Performance of Parallel Grasshopper invocations in RhinoCompute

I’ve got a process being run inside a RhinoCompute endpoint via a plugin I wrote. One step of this process involves calling a Grasshopper definition I created which takes as input some numbers and generates Brep geometry as output. I need to invoke this definition multiple times, and began looking at doing so in parallel threads instead of serially on the same thread for performance reasons.

Here’s an execution timeline for when I call my GH definitions in serial, one after another:
image

Each line is one execution of the definition, the number to the far left of each line is the .net managed thread ID, and the number to the far right is how long that invocation took in milliseconds.

Here is the same chart, but when the GH calls are done via Parallel.ForEach:
image

I’m guessing that since this entire process is happening in the context of a single Compute instance, all the threads are sharing the same “rhino runtime instance”, so there is some sort of locking or resource contention occurring inside the rhino runtime, leading to parallel invocations actually taking on average 10% longer, and the individual invocations having a less stable runtime.

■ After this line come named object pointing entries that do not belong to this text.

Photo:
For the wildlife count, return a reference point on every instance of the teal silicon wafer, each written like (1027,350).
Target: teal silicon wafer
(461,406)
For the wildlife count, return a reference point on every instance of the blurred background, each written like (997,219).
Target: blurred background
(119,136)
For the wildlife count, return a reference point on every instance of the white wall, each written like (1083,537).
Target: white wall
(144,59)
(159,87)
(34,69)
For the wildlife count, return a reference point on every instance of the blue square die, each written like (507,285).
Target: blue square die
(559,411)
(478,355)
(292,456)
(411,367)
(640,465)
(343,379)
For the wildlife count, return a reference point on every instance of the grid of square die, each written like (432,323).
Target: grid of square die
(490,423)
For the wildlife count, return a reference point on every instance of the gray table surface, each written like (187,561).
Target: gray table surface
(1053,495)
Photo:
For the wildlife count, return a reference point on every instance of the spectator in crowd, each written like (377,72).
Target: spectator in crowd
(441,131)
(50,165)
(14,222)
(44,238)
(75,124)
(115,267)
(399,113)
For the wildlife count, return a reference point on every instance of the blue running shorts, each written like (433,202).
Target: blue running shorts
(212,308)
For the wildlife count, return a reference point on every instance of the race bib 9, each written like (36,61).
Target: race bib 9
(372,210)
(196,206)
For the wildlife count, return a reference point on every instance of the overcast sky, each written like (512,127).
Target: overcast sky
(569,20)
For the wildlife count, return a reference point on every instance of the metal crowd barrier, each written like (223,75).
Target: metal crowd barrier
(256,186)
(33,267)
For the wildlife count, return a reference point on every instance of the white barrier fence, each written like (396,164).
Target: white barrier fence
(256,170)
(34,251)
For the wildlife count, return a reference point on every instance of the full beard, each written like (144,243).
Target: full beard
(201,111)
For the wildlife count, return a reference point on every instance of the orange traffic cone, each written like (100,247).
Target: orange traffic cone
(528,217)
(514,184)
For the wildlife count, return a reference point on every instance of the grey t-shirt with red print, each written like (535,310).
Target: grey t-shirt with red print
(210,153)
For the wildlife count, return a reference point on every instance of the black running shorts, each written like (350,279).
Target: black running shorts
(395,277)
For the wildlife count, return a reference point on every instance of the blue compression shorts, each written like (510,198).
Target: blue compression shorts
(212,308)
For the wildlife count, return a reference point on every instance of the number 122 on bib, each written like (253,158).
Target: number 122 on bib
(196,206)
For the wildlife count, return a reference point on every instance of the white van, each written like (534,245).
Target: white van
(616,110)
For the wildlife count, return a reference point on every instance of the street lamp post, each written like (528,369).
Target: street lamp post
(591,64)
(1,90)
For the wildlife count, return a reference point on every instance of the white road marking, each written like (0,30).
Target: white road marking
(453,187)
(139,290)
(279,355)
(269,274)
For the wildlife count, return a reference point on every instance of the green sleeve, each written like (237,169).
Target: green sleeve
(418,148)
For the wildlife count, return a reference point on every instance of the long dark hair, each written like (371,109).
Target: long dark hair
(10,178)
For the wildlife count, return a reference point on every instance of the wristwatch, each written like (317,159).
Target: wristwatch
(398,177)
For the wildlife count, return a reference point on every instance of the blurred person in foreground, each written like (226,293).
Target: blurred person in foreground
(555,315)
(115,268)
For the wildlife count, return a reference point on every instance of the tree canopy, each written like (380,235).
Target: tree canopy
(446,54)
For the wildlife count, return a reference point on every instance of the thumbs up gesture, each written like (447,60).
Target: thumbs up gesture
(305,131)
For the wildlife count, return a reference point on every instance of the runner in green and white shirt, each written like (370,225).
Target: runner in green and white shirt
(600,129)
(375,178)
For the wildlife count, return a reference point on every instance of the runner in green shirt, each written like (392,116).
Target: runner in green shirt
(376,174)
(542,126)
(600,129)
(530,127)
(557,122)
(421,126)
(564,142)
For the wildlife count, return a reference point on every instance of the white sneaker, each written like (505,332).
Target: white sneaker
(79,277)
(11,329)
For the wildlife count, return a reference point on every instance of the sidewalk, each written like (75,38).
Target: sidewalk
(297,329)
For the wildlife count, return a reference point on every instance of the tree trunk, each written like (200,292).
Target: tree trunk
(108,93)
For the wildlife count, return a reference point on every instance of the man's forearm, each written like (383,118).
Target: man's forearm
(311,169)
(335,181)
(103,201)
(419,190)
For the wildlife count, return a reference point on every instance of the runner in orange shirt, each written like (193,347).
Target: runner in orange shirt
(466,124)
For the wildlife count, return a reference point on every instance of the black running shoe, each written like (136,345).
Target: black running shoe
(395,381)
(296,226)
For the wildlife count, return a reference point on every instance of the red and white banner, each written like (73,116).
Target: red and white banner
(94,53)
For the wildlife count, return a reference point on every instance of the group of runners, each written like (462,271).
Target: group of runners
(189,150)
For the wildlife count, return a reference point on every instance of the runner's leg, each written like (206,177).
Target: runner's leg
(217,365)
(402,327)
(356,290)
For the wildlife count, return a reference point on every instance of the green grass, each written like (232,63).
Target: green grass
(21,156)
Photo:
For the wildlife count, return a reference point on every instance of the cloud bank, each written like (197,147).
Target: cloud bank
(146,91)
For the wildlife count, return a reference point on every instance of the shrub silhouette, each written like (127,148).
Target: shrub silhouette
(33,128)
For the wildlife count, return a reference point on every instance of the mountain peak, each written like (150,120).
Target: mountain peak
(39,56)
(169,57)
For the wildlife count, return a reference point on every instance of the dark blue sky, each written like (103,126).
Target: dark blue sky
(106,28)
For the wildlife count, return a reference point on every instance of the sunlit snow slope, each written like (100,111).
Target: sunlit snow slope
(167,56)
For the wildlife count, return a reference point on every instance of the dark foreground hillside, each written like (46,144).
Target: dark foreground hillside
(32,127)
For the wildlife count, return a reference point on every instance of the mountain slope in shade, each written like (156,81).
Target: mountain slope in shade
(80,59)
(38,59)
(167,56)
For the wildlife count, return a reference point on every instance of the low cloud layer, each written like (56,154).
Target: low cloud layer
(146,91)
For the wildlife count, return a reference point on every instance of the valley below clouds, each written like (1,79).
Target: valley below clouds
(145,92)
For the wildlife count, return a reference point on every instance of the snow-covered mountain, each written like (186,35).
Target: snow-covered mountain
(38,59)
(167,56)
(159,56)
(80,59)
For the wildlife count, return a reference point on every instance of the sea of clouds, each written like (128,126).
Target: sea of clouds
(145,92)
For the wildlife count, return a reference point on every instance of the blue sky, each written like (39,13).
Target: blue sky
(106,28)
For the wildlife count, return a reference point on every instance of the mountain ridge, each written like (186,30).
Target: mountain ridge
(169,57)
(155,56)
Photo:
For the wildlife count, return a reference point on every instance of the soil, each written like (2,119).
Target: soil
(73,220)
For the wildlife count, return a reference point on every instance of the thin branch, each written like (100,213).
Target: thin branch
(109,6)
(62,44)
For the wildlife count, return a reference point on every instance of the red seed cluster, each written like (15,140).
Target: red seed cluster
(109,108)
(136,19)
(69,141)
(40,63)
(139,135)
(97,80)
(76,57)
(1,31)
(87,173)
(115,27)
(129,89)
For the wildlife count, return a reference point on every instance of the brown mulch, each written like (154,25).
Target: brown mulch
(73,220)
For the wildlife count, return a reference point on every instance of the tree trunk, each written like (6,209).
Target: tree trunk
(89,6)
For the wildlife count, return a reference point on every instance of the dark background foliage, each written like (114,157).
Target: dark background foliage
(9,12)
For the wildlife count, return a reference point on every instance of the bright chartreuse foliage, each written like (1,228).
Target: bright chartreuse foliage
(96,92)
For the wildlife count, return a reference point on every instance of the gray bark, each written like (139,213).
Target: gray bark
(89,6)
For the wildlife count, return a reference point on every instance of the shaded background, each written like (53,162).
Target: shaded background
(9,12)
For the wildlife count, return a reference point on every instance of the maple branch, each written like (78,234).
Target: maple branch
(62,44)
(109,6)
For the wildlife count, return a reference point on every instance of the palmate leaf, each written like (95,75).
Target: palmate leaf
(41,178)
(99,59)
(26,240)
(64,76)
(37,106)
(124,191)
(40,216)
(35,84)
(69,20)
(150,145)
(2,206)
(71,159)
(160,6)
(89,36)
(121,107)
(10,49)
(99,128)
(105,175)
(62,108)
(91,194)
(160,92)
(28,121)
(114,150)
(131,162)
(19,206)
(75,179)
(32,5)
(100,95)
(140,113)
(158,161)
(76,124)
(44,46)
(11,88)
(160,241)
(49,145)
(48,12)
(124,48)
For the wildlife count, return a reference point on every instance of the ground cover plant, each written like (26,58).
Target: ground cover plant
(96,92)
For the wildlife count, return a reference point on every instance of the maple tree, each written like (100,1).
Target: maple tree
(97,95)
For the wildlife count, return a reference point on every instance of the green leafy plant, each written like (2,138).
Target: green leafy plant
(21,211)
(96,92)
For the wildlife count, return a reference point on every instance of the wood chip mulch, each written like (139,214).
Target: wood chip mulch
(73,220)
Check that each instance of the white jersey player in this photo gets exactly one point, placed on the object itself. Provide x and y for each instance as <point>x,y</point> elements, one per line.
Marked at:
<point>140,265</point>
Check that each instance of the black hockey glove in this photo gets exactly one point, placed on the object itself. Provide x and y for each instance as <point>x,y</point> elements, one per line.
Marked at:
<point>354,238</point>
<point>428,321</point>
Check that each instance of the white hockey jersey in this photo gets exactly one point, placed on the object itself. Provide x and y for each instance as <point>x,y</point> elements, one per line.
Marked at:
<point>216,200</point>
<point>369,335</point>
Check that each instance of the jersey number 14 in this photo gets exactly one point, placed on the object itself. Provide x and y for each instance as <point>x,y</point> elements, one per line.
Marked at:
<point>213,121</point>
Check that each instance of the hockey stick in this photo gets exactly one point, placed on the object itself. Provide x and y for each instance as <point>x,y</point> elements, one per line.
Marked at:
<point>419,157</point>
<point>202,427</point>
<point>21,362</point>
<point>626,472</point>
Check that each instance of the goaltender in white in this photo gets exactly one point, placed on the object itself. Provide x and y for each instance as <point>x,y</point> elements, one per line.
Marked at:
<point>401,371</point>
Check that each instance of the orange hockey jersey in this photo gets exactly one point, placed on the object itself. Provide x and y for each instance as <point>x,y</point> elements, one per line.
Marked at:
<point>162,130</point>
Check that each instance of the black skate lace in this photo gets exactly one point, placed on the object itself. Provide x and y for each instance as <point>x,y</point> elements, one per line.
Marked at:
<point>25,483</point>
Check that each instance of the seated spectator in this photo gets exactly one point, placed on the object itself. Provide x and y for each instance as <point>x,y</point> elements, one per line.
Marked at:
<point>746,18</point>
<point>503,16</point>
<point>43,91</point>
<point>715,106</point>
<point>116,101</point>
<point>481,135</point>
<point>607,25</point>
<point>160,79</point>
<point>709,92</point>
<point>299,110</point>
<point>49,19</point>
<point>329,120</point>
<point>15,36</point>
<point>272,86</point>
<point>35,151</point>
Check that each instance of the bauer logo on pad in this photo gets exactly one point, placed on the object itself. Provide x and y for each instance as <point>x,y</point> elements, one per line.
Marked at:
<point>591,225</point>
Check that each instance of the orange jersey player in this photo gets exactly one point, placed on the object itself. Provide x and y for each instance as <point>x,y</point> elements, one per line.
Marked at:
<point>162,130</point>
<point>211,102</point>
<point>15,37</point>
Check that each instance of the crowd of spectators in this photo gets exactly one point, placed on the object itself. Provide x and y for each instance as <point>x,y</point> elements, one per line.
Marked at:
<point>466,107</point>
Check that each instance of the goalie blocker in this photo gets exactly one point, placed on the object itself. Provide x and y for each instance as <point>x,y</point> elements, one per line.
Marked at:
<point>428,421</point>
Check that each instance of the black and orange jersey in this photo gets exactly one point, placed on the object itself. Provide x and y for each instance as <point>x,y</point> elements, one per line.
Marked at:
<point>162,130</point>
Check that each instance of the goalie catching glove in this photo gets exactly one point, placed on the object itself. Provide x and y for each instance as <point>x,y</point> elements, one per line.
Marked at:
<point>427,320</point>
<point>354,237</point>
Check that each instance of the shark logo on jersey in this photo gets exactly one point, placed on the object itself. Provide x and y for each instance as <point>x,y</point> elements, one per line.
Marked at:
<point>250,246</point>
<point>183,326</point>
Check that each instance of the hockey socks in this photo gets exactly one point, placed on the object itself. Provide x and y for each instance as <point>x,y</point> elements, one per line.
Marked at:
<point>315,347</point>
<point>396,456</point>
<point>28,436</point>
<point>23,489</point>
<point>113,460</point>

Are these results a surprise to any of the good folks at McNeel? Might there be specific components I’m using in my Grasshopper definition which could cause these slowdowns? The GH definitions are not all that efficiently written right now, I got lazy and did some volumetric boolean operations when I could have done more pre-calculation to keep things out of brep-land as much as possible, so I do have some options for shaving milliseconds inside them. Might there be some way to invoke GH, or some option I can set somewhere, which would give me better parallel performance? Is GH just fundamentally not designed for this kind of usage? In production, this system will have multiple compute instances, so I could refactor it to farm out the individual GH calls back to the same cluster and get parallelization that way, but that’s adding network IO, and some complexity around partitioning the workload to reduce the impact of more network calls.